In 2001 he was jailed in the Republic for RIRA membership. He has been facing extradition by Irish courts to Lithuania where he is wanted on suspicion of being involved in an alleged gunrunning plot.
This week it was revealed that Sinn Fein MEP Martina Anderson has written to the Irish premier Leo Varadkar calling on him “to protect the human rights” of Mr Campbell in relation to prison conditions he could potentially face in the eastern European country.
When it comes to the intervention of Ms Anderson, Mrs Monteith said: “It’s sickening but at the same time it doesn’t surprise me from Sinn Fein at all.”
She recalled journeying into Omagh on the day of the bomb, encountering the smell of burning people.
She said her brother had died “face down in water and in his own blood”.
“For them to talk about this man’s human rights... My brother’s human rights weren’t taken into consideration,” she told the News Letter.

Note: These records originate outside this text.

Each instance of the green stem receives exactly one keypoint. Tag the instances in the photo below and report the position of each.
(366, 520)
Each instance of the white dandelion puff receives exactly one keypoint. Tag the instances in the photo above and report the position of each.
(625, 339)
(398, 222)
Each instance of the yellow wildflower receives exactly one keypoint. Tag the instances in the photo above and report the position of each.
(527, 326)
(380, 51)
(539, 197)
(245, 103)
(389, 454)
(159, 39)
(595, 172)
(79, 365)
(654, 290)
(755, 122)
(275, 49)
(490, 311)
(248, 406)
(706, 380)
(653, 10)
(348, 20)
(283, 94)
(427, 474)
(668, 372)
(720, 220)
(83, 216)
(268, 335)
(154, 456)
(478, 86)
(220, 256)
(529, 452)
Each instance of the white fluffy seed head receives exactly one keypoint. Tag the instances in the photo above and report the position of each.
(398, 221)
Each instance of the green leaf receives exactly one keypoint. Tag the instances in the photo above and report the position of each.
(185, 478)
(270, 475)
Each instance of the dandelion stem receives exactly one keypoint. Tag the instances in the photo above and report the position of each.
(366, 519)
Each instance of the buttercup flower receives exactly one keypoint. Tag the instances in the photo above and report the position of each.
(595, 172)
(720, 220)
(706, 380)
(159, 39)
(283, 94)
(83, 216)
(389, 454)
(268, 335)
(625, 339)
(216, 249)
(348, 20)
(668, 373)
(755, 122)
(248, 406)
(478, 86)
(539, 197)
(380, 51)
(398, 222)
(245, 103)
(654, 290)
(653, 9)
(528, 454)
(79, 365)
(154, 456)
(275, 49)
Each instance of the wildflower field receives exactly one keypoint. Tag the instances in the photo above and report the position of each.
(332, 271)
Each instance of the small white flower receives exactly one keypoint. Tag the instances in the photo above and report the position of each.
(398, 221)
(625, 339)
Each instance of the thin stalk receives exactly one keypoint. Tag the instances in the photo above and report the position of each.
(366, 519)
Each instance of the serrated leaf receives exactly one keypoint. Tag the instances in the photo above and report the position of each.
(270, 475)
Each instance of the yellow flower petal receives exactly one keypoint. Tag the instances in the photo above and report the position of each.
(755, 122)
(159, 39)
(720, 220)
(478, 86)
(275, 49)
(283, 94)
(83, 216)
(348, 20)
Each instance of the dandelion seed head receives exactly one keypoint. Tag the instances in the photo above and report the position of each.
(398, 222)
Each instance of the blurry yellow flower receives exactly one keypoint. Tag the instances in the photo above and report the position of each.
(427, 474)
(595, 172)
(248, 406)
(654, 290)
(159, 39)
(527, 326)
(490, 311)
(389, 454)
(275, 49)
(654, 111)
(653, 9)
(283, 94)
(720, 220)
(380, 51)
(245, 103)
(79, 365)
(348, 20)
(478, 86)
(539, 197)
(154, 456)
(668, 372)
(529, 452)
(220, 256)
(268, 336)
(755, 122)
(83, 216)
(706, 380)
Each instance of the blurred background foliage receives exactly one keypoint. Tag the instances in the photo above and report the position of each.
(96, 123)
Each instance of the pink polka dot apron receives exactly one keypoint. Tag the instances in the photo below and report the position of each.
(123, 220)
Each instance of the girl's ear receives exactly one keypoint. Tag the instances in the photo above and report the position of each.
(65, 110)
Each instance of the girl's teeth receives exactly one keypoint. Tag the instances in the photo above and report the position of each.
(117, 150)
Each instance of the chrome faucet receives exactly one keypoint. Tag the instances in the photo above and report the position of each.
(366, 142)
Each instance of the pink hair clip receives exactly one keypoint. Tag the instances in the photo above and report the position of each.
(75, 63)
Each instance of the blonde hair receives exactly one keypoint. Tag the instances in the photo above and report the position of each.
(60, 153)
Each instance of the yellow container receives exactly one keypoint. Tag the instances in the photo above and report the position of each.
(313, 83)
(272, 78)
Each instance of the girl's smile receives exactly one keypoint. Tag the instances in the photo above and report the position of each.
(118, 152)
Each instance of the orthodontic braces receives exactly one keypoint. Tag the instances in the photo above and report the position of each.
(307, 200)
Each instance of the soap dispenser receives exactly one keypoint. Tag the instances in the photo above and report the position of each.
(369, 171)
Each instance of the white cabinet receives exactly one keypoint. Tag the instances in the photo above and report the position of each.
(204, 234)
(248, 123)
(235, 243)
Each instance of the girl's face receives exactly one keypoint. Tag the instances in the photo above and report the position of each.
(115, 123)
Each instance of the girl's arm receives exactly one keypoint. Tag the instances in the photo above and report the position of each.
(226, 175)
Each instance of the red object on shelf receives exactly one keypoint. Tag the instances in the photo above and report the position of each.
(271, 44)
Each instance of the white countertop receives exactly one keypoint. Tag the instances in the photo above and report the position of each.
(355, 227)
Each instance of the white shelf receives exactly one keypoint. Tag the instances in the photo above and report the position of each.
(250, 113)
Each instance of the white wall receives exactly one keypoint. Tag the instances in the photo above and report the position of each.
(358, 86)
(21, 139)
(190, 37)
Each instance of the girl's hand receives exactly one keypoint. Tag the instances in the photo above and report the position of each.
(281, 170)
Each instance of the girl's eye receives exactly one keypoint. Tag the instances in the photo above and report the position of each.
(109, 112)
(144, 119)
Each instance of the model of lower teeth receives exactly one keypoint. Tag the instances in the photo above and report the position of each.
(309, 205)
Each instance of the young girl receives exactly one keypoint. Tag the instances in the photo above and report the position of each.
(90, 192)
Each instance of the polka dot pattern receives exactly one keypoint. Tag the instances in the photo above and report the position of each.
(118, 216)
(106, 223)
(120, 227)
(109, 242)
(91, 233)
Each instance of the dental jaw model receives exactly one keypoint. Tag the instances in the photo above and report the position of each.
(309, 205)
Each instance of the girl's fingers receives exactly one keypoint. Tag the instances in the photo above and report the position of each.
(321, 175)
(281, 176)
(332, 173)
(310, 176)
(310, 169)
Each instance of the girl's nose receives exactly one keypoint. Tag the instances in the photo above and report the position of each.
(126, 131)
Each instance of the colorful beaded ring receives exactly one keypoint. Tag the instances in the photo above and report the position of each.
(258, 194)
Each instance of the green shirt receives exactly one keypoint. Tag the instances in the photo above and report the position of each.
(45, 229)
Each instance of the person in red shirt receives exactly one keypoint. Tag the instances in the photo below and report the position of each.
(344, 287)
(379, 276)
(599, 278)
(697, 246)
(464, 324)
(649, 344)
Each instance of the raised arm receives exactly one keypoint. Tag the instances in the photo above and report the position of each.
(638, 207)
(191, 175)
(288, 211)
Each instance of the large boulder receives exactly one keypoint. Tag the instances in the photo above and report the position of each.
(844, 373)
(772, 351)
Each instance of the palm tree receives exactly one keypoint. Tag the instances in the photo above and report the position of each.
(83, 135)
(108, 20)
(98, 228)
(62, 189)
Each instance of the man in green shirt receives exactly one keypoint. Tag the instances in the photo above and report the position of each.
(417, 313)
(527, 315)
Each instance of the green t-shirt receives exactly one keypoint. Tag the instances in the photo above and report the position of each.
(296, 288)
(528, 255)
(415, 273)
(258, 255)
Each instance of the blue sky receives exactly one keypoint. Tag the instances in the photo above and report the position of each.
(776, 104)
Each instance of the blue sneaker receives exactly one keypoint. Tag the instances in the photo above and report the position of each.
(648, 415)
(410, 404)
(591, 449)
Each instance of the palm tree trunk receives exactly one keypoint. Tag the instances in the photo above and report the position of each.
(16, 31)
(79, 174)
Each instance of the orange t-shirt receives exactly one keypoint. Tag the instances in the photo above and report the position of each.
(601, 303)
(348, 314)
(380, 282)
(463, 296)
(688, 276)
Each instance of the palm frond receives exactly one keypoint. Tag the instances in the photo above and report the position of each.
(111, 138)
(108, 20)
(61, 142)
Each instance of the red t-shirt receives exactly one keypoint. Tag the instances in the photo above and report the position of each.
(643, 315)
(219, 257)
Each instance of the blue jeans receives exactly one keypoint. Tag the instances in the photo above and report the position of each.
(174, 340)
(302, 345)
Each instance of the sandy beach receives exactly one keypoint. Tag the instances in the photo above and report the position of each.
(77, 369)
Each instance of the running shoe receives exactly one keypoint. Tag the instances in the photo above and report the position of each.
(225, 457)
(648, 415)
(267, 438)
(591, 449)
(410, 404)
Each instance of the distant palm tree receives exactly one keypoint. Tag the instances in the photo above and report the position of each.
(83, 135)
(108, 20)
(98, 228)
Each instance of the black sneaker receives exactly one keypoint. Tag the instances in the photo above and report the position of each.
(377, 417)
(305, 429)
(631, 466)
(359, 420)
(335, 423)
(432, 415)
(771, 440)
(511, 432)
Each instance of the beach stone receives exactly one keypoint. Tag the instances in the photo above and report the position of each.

Ms Anderson said: “I met with the family of Liam Campbell who is currently facing extradition to Lithuania about their concerns over the implications for his human rights.
“The Supreme Court already ruled against the extradition of Liam Campbell to Lithuania as it found that prison conditions there could breach his right to freedom from torture, inhuman or degrading treatment or punishment.”
The Sinn Fein MEP continued: “There is a concern that, if extradited, he could face a lengthy period in detention before his case comes to trial in conditions that have been criticised by the UN’s Committee on Torture.”
In 2009, top Sinn Fein figure Martin McGuinness had condemned violent dissident republicans as “traitors to the island of Ireland”.
Mother-of-three Claire Monteith said she is not surprised by Ms Anderson’s intervention on behalf of Mr Campbell due to the party’s defence of the actions of the Provisional IRA over the years.
“To me, a terrorist is a terrorist,” she said. “You can give it all the prefixes in the world that you want. The bottom line is that’s what they are.
“And Sinn Fein are the mouthpieces of the IRA. So that’s why it doesn’t surprise me, not at all.
“What’s the difference between defending the Provisional IRA and this?
“They keep going on about this ‘breakaway group’, that ‘that wasn’t the IRA that done that’, but they (both the Provisional IRA and the Real IRA) are all terrorists.”
Mrs Monteith said she had a special bond with her brother that was “ripped apart” by the Omagh bombing.
“Alan was a beautiful, 16-year-old boy on a lovely Saturday afternoon doing what he always done, helping his mother,” she recalled.
“They were in the town shopping. On that Saturday afternoon he was there, unfortunately, and he was blown into shreds.
“He was my older brother, by just over a year, and the two of us were very close. He was 16 and I was 15 at the time. He was due to get his GCSE results the week after.
“Alan died quite quickly on the streets of Omagh that day, face down in water and in his own blood.”
The now 35-year-old Mrs Monteith recalled being at home when first felt the tremors from the explosion. When she found out her mother was injured and her brother Alan was missing, she travelled into town to try and find her sibling.
“I seen some horrendous sights — people holding their limbs on, blood on the floor,” she said. “Burning – the smell of burning flesh, I’ll never forget that smell.”
She added: “They’re worried the prison isn’t humane. But how humane was it when my brother was blown up in the street?”
Sinn Fein were invited by the News Letter to reply to Mrs Monteith’s criticism but declined, referring instead to Ms Anderson’s statement.